Venezuela

Oppositionspresse schießt zurück

Venezuela: Regierungskritische Journalisten wollen regionales Menschenrechts­gericht anrufen. Debatte um US-Finanzierung von Medien bleibt aus

In Venezuela setzt sich der Streit um regierungskritische Journalisten fort. Nachdem vor zwei Wochen mehrere Pressevertreter vor dem Medienausschuß des Parlaments über ihre Kontakte zu US-Institutionen aussagen sollten, gehen die Betroffenen nun in die Gegenoffensive. Wegen »Diffamierung« seitens der Regierung wollen sie die Menschenrechtskommission (CIDH) der Organisation Amerikanischer Staaten anrufen. Abgeordnete des Regierungslagers hatten oppositionellen Journalisten vorgeworfen, Gelder aus den USA entgegengenommen und ständige Kontakte zu US-amerikanischen Institutionen unterhalten zu haben, die auf einen Regimewechsel in Venezuela hinarbeiten.

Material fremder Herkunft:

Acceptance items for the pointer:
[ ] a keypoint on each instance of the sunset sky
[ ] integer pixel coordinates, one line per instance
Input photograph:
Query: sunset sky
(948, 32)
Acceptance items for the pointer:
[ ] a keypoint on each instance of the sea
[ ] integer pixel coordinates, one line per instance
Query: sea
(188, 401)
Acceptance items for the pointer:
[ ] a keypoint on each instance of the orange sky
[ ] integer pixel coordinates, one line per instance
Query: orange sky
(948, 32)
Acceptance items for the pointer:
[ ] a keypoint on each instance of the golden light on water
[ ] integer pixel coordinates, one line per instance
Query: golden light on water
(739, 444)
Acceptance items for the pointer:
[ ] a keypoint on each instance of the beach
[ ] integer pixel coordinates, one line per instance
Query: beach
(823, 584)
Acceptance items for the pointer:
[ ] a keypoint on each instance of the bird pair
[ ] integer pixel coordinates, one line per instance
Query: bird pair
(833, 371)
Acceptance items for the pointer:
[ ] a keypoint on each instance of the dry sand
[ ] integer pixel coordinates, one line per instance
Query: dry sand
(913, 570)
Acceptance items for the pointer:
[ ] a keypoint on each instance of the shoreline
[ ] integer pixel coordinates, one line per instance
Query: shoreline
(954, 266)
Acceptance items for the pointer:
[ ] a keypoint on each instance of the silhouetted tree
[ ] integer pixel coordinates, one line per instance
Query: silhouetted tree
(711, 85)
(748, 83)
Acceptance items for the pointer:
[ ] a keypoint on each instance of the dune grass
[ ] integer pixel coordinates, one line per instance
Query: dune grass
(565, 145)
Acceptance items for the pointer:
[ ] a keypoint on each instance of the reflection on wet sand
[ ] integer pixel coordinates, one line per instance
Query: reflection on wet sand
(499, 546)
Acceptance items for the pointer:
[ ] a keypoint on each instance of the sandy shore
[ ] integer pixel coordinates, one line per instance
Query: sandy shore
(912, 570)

Im Kern der Auseinandersetzung steht eine Liste mit 33 Namen, die vom Medienausschuß Anfang des Monats debattiert worden war. Regierungsnahe Blätter wie die Tageszeitung Diario Vea veröffentlichten daraufhin Fotos einiger Journalisten mit Titeln wie »Sie bekamen Geld von der CIA«. Der Generalsekretär der Mediengewerkschaft, Gregorio Salazar, bezeichnete das als »inakzeptable Anprangerung und Vorverurteilung«. Seine Organisation unterstütze daher die Klage.

Kritik kam aber auch aus dem Regierungslager. Den Vorwürfen müsse zwar nachgegangen werden, sagte Marcos Hernández von der regierungsnahen Medienorganisation »Periodistas por la Verdad« (Journalisten für die Wahrheit): »Aber wir lehnen diese ganze Inszenierung ab«. Auch der Journalist und ehemalige Vizepräsidenten José Vicente Rangel zweifelte das Vorgehen an. In einer Zeitungskolumne mahnte er, sich nicht »den Methoden des Fanatismus« hinzugeben. Die »Brandmarkung« von Journalisten sei nicht nur niveaulos. Sie entkräfte auch die berechtigten Argumente gegen sie und helfe damit indirekt der CIA. Ursprünglich sollten die Journalisten am 8. August im Parlament zu dem Vorwurf befragt werden, Destabilisierungspläne Washingtons unterstützt zu haben. Die Anhörung wurde jedoch abgesagt, nachdem sich die stellvertretende Parlamentspräsidentin und Journalistin Desirée Santos gegen die »Vorführung« von Kollegen ausgesprochen hatte.

Nun wird jedoch auch von beschuldigten Journalisten die Absage der Parlamentsanhörung kritisiert und als ein Grund für die angestrebte Klage vor der Menschrechtskommission genannt. Man habe durch die Absage nicht die Chance bekommen zu dem Fall im Parlament Stellung zu nehmen und sich zu verteidigen. Ihrer Ansicht nach handele es sich bei den US-Regierungsprogrammen lediglich um kulturelle und berufliche Austausch-Programme an denen jedes Jahr 4000 Menschen teilnehmen würden, nicht nur Journalisten sondern auch Wissenschaftler oder Künstler.

Die US-venezolanische Juristin Eva Golinger hatte dagegen wenige Wochen zuvor im staatlichen Fernsehsender VTV Washingtoner Regierungsdokumente präsentiert, die eine systematische Unterstützung venezolanischer Journalisten durch offizielle US-Stellen belegen. Sie konnte Zahlungen von jeweils mehreren tausend US-Dollar nachweisen. Damit geriet die Juristin selbst ins Visier. Sie wehrt sich gegen den Ausdruck »Golinger-Liste«, wie sie von der Oppositionspresse verbreitet wird: »Ich habe lediglich Informationen aus Regierungsdokumenten präsentiert«. Auch gehe es nicht darum, einzelne Journalisten auf die Anklagebank zu zwingen; es sollte vielmehr das Ausmaß US-amerikanischer Einmischung in Venezuela aufgezeigt werden. Die regierungsfeindliche Presse beschwichtigt das nicht. Teodoro Petkoff, Oppositionspolitker und Herausgeber der Zeitung Tal Cual, beschimpfte Golinger in einem Leitartikel als »heimtückischen Superspitzel«. Mit den Vorwürfen setzte er sich nicht auseinander.